Asked by Anonymous at 6:55 PM on Feb. 20, 2009 in Just for Fun

Answers (7)
  • I would run it by your husband first. At least make sure he is behind you since they are his parents. An email is a bit informal. Why not write an actual letter and snail mail it? It will be less likely to get a quick, emotional fireback type of reply that way.
    MamaChamp

    Answer by MamaChamp at 6:58 PM on Feb. 20, 2009

  • i believe communication is the best thing. if u feel like u wont be able to express urself freely in person then the email should be ok. but i do think that u will need to tlk face to face at some point when all parties are level headed. if it is that bad thou, u may even want to go to counseling. hope this helps
    Phippsandrea

    Answer by Phippsandrea at 7:00 PM on Feb. 20, 2009

  • No, don't do it. Never put anything in writing. Email or snail mail carries a much heavier weight than the spoken word. See them face to face and say it, then it is over except for the fact that it has been said. Having it in email or snail mail means they read if over and over and can hold against you what was said in the heat of anger.
    Even better, if you can, say it all to your husband and get it out. Then decide if you can stand not saying it to his parents. I'm afraid that a written message would be seen as weakness- hiding behind something written instead of saying it to their faces. If you tell them and they get nasty, you walk out.
    Bmat

    Answer by Bmat at 7:15 PM on Feb. 20, 2009

  • You're husband needs to be heavily involved in this. There is a time in a man's life when he is to leave the parents and cleave to his wife. You need to discuss all your thoughts and feelings about this with him, and because they are his parents, he needs to defend you to them. He needs to explain to them that he will not tolerate their inconsideration or disrespect to his wife. Then you both needs to step back and let the chips fall where they may. No mail or email....he needs to have a conversation with them. He needs to be a man and confront them about their treatment of you.
    EireLass

    Answer by EireLass at 7:17 PM on Feb. 20, 2009

  • Odds are good either way, there will be trouble and "poor me's" tossed about by them.

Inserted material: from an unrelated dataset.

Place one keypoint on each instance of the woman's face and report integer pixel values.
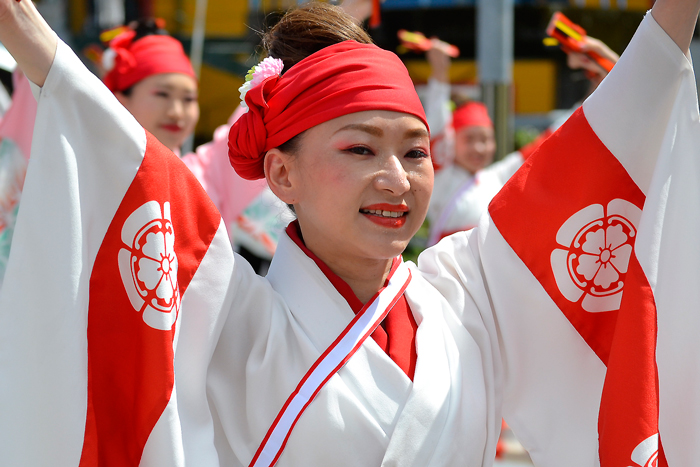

    When I had issues with my mother I told her over the phone even though I desperately wanted to email her LOL. Since face to face wasnt possible, phone call it was. It was voice to voice which is the next best thing to face to face.

    Id call and air it over the phone.
    BonesDragonDew

    Answer by BonesDragonDew at 7:20 PM on Feb. 20, 2009

  • Why isn't your husband dealing with this? They are HIS parents HE needs to be the one who deals with it.
    hautemama83

    Answer by hautemama83 at 7:52 PM on Feb. 20, 2009

  • Not sure when this question was asked , but I do believe that if face to face will not work then a good old fashion snail mail letter is your best second choice.